A certain type of self-understanding is essential for the parish pastor who wants to be a great leader.
I appreciate Anthony B. Robinson’s insights into the importance of the pastor’s self-understanding for leadership in the parish in Robinson’s article, “Leadership That Matters.”
Robinson draws his insights from James MacGregor Burns (Leadership, 1978), Edwin H. Friedman (Generation to Generation: Family Process in Church and Synagogue, 1985), and Ronald Heifetz (Leadership Without Easy Answers, 1994).
Robinson believes that Burns’ distinction between transactional and transformational leaders helps pastors who want to be great leaders “take seriously the hopes, needs and agendas of individuals and of a congregation, and yet not be trapped or driven by them.”
Robinson appreciates the family systems approach that Friedman takes with regard to a parish pastor’s leadership, especially Friedman’s discussion of “the difference between leadership defined as expertise and leadership understood as self-definition.”
In Robinson’s words, “…our greatest strength as leaders lies not in the accumulation of information or technique, but in knowing ourselves and being able to articulate and act upon goals and values that are central to us and which are rooted in our faith.”
Robinson also recognizes the value of Heifetz’ distinction between “technical” and “adaptive” work by an organization and its leader.
Again in Robinson’s words, “As the era of American Christendom has ended, and the mainline churches have lost their established status, we face an adaptive change which requires enormous learning to define the problems, much less to locate and implement solutions, Churches may try to approach their challenges as if they were of a technical nature. The problem is defined as ‘membership loss,’ and the solution is church growth techniques. But our situation is a great deal more challenging than that. The skills and knowledge, the ways of being the church, that were appropriate and served us well in the establishment era no longer fit the new realities of a much more secular and religiously pluralistic society.”
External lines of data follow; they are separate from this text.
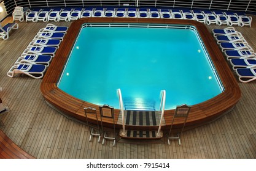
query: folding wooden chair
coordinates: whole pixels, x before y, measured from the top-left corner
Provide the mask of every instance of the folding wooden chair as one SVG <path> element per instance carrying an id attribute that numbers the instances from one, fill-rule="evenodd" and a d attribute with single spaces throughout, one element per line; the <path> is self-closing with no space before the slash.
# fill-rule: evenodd
<path id="1" fill-rule="evenodd" d="M 113 146 L 115 146 L 117 139 L 117 134 L 116 133 L 115 128 L 115 115 L 114 114 L 114 108 L 107 104 L 104 104 L 103 106 L 99 106 L 99 111 L 101 113 L 101 120 L 103 120 L 103 118 L 108 118 L 109 119 L 111 120 L 113 123 L 113 127 L 112 128 L 112 129 L 110 129 L 109 128 L 103 128 L 104 136 L 103 144 L 104 144 L 106 139 L 110 139 L 114 140 Z M 107 134 L 111 132 L 112 132 L 114 134 L 112 137 L 107 136 Z"/>
<path id="2" fill-rule="evenodd" d="M 98 137 L 98 142 L 99 142 L 101 141 L 101 137 L 102 134 L 101 121 L 99 120 L 98 118 L 96 109 L 91 107 L 85 107 L 84 111 L 86 122 L 88 126 L 89 126 L 89 131 L 90 134 L 89 141 L 91 141 L 91 138 L 93 136 L 96 136 Z M 93 118 L 93 119 L 96 118 L 96 124 L 93 125 L 90 122 L 88 122 L 88 119 L 90 119 L 90 118 Z"/>
<path id="3" fill-rule="evenodd" d="M 183 129 L 184 129 L 185 125 L 187 122 L 187 117 L 188 116 L 189 112 L 190 111 L 191 106 L 187 106 L 187 104 L 182 104 L 181 106 L 177 106 L 176 109 L 175 110 L 174 115 L 173 116 L 173 121 L 171 125 L 171 128 L 169 131 L 169 134 L 168 137 L 168 145 L 170 145 L 170 139 L 177 139 L 178 140 L 178 145 L 181 144 L 180 143 L 180 136 L 182 134 Z M 184 123 L 183 124 L 183 127 L 181 129 L 180 133 L 177 133 L 177 136 L 171 136 L 171 132 L 173 128 L 173 122 L 176 118 L 184 118 Z"/>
The parish pastor who strives to be a great leader is well advised to spend some time with Robinson’s article.
You may also want to consider how Robinson’s insights into leadership apply when it comes to your sabbatical.
Is the self-understanding that guides your approach to leadership as a parish pastor keeping you from taking a regular sabbatical? After all, regular sabbaticals do not just happen. The clergy sabbatical requires the pastor to take initiative and to maintain a “non-anxious” presence (Friedman) in face of resistance. The healthiest understanding of the clergy sabbatical is not about meeting anyone’s “expressed needs” so much as equipping leaders willing to take the risks necessary for the local church to adapt and change. The sabbatical benefits the ministry of the “transformational” leader more than (better than) the ministry of the “transactional” leader (Burns). Similarly, the type of sabbatical one structures likely will vary depending on whether one focuses on the “technical” work done in the local church or the “adaptive” work to be done (Heifetz).
One thing is certain: the minister who wants to be a great leader needs to be a leader when it comes to requesting and structuring his or her own ministry sabbatical.